Mir felt that other factors had contributed to the slowdown of saffron production. “Nowadays, families hire workers from outside who have little or no expertise in cultivating the spice,” he said. He noted that there had been a move away from saffron cultivation to other livelihoods, and suggested that the new generation was not enthusiastic about learning the techniques of saffron farming, because of the social taboo attached to the occupation of farming and also the low pay-out of the labour-intensive work. “I want my children to do this job,” he said. “The new generation feels a sense of disgrace at being called a ‘farmer,’ and they find other means to earn their livelihood.”
In 2010, the central government created the National Saffron Mission, a project with funds of Rs 371.18 crore—which was later increased to Rs 400.11 crore—that included subsidies for fertilisers and pesticides, and plans to install borewells and other irrigation facilities, such as sprinkler systems. Although 101 out of a planned 126 borewells were built, only eight of the planned 128 sprinkler systems were installed, and, according to Mir, only a few of these function. The centre has extended the scheme till March 2018, but farmers are not content with it so far. Mohammad Shafi Basu, a saffron grower who has been in the business for over five decades, said, “I have never seen such low yield in my life. The core thing needed for saffron cultivation is water, which the government has failed to provide us. The government installed tube-wells and laid pipes for sprinkle irrigation, but most of them are defunct.”
A few saffron growers in Pampore have set up their own irrigation facilities, and have seen better yields since. Disappointed with the lack of a proper irrigation system, Abdul Majid Wani, a 62-year-old saffron grower and the president of All J&K Saffron Growers Association, set up an irrigation facility on his own last August. “The borewells were already dug up by the government, but were defunct,” he told me in October last year. “I brought some equipment used to make the borewell work and connected them with a motor, ensuring a regular water supply for my part of land.” He said he experienced a 40-percent increase in yield.

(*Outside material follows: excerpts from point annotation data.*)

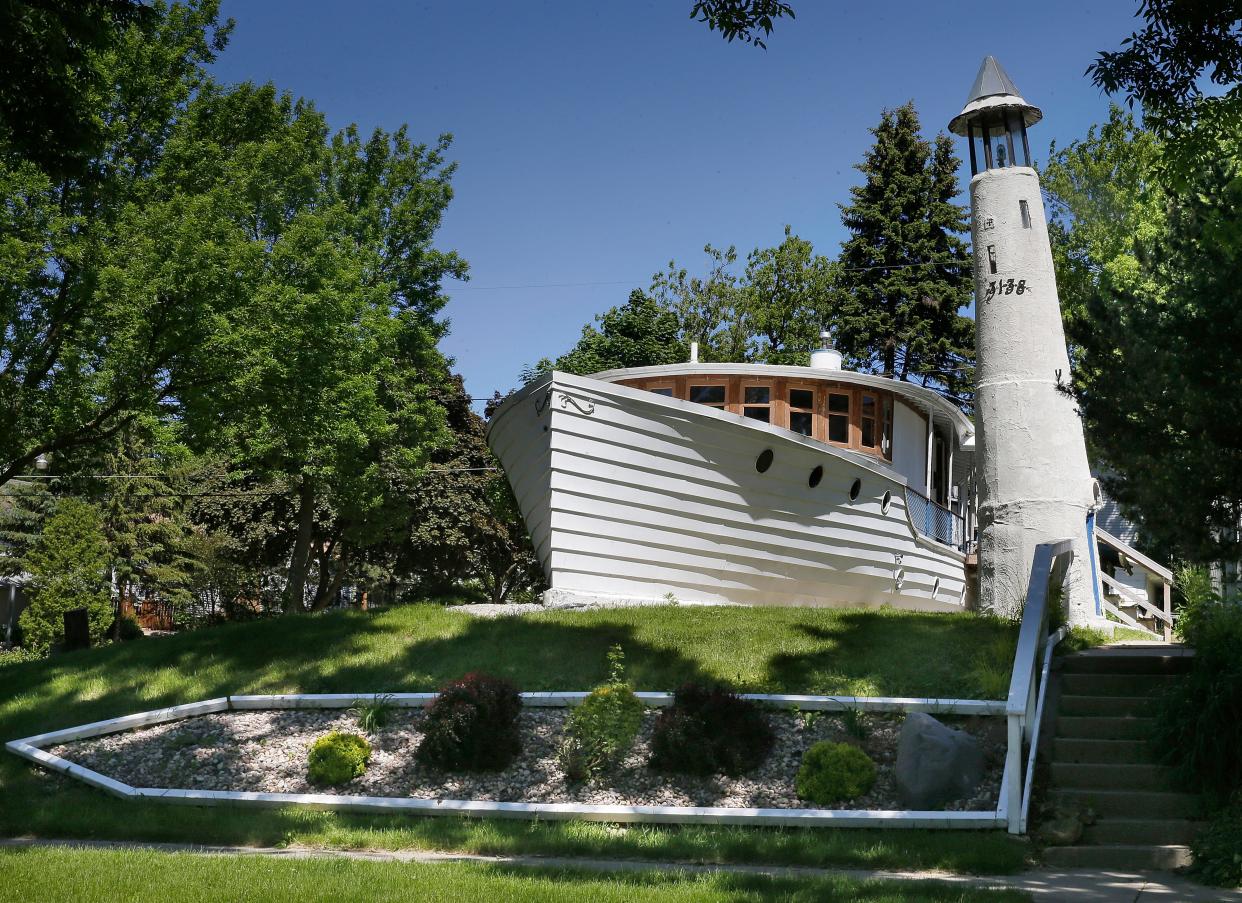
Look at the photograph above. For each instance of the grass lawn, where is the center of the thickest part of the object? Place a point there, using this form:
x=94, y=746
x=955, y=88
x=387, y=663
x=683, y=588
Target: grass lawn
x=113, y=876
x=417, y=647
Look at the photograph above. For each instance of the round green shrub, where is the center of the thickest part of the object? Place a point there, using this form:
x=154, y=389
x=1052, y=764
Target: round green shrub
x=834, y=771
x=126, y=627
x=605, y=726
x=337, y=758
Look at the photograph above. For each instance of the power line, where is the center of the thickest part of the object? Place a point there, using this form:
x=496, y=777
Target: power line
x=632, y=282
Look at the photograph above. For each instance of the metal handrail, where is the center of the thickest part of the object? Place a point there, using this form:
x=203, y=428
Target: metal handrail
x=1024, y=708
x=934, y=521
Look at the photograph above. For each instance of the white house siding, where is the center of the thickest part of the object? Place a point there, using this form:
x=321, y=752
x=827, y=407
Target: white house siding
x=651, y=496
x=911, y=446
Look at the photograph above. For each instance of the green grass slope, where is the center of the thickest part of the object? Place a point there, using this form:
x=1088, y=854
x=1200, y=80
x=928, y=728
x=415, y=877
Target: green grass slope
x=417, y=647
x=107, y=876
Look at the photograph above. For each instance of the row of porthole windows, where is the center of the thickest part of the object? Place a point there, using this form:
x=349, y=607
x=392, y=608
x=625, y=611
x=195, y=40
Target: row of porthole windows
x=765, y=460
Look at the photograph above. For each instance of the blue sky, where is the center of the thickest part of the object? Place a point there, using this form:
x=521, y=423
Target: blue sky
x=599, y=139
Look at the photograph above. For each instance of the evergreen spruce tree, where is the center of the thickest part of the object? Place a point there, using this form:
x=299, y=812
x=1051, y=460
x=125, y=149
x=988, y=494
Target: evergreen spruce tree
x=904, y=272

Mir was not impressed by the government’s efforts. To begin with, he said, it should provide crop insurance for saffron—a longtime demand of producers which has not yet been granted. “The government needs to build proper infrastructure for sprinkle irrigation, like they have in Iran,” he said. “The reason they are far ahead of us is because they are utilising the technology properly. Lately I heard that they have some sort of machinery there that does the saffron picking.” He was referring to the saffron separator, a new device recently invented in Iran, that extracts flower stigmas. Mir appeared annoyed at the proliferation of imported Iranian saffron, which is cheaper and frequently sold as Kashmiri saffron. He recalled an incident from 2007, when a foreign client asked for laboratory certification to ensure that Mir was not selling fake saffron. Since no saffron-testing laboratories exist in Kashmir, he had to go to a private laboratory in Delhi, which cost him around Rs 10,000. Basu agreed that Kashmiri saffron was losing credibility in the international market because of fake saffron. “It’s high time for government to set up a saffron research lab in the valley, where products will not only be tested, but they can study why the saffron yield is going downhill,” he said.

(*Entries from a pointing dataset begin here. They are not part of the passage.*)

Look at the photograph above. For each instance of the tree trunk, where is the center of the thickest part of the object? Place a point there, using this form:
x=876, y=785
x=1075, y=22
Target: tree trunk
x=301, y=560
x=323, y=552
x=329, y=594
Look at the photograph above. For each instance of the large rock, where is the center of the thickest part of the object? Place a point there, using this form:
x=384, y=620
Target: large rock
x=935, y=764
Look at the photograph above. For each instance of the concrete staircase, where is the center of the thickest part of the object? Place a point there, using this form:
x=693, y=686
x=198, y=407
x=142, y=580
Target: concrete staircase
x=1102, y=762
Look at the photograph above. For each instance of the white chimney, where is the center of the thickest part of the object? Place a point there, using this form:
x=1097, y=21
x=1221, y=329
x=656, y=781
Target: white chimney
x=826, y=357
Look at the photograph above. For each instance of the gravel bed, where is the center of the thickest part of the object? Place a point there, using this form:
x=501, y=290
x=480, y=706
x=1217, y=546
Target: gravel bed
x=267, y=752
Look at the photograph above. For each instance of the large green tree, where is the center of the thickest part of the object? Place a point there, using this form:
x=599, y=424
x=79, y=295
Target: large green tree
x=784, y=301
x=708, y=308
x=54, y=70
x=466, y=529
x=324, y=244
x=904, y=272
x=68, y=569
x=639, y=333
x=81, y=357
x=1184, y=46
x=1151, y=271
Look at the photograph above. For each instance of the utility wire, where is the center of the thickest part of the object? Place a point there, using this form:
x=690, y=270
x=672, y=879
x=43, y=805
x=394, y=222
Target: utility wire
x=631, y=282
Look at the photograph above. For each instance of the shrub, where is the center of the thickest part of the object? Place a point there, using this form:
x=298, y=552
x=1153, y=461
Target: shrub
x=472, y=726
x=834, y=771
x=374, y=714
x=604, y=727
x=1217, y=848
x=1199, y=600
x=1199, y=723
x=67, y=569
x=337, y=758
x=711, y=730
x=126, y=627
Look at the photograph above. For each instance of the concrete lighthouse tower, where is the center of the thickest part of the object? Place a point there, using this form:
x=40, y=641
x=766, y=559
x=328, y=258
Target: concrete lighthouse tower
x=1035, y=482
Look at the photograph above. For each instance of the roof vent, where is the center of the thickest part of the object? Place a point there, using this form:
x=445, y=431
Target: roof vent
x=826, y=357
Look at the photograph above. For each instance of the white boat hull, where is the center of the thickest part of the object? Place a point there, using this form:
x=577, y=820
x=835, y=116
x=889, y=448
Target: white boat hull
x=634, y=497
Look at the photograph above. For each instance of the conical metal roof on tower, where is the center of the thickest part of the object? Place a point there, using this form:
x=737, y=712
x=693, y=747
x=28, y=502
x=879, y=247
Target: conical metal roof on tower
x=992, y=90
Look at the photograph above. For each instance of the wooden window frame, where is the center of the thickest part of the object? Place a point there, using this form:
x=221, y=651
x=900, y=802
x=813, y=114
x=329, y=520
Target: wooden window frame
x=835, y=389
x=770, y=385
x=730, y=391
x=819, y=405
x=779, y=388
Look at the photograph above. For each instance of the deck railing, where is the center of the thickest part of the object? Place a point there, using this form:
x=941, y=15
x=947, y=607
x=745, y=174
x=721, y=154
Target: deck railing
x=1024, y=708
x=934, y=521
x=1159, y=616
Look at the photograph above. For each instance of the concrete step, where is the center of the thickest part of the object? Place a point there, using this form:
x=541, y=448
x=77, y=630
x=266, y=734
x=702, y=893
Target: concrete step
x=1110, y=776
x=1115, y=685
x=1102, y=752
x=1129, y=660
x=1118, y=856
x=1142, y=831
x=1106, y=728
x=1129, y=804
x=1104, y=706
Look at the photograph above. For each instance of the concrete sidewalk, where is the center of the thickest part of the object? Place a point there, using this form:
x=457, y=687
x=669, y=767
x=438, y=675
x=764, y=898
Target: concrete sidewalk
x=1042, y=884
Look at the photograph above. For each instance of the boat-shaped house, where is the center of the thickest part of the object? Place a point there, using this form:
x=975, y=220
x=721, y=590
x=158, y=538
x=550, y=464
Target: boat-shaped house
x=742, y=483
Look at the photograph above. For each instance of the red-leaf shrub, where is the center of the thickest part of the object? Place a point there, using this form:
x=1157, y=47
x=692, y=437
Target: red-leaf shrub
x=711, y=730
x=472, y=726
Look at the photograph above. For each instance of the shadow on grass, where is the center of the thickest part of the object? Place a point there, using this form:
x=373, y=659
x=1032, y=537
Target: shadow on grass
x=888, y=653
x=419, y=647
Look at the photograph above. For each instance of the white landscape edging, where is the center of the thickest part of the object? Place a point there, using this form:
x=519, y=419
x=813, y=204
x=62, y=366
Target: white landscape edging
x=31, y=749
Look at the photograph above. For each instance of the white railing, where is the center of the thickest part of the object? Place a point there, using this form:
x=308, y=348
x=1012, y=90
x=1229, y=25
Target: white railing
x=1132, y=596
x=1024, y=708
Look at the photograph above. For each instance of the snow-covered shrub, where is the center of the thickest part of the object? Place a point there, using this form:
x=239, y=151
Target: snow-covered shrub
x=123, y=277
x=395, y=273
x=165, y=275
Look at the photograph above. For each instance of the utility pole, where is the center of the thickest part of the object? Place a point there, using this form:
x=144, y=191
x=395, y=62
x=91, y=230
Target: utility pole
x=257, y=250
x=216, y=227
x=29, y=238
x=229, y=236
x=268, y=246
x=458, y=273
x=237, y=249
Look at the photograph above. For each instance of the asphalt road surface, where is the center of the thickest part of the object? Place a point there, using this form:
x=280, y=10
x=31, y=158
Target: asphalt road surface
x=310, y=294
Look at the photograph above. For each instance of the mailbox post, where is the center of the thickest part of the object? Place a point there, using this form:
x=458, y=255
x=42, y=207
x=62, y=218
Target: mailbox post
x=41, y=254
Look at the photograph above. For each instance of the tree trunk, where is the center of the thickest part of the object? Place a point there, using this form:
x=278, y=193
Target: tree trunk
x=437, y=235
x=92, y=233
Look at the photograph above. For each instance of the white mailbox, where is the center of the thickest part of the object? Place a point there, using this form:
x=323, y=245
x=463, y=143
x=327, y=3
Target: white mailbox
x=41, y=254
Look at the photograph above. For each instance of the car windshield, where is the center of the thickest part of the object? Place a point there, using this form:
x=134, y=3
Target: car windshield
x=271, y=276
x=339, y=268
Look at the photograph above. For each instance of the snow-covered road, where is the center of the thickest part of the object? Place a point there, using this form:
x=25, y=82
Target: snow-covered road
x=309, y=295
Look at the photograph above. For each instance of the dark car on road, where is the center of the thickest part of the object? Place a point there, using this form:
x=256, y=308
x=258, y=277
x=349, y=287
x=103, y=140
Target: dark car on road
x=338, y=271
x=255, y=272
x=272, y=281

Mir told me that according to Kashmiri legend saffron was brought to the region by two Sufi ascetics, Khwaja Masood Wali and Sheikh Sharifuddin Wali. They fell sick, and begged a local chieftain for a cure. When he obliged, the two holy men gave him a saffron flower as payment and a sign of gratitude. Every year, devotees offer prayers to the Sufi saints—who have a golden-domed shrine and tomb dedicated to them—during the harvesting season, in late autumn.
Basu appealed to a different god. “We are dependent on the weather gods for rain,” he said. “If it fails, our crop also fails, which is what has happened this year.”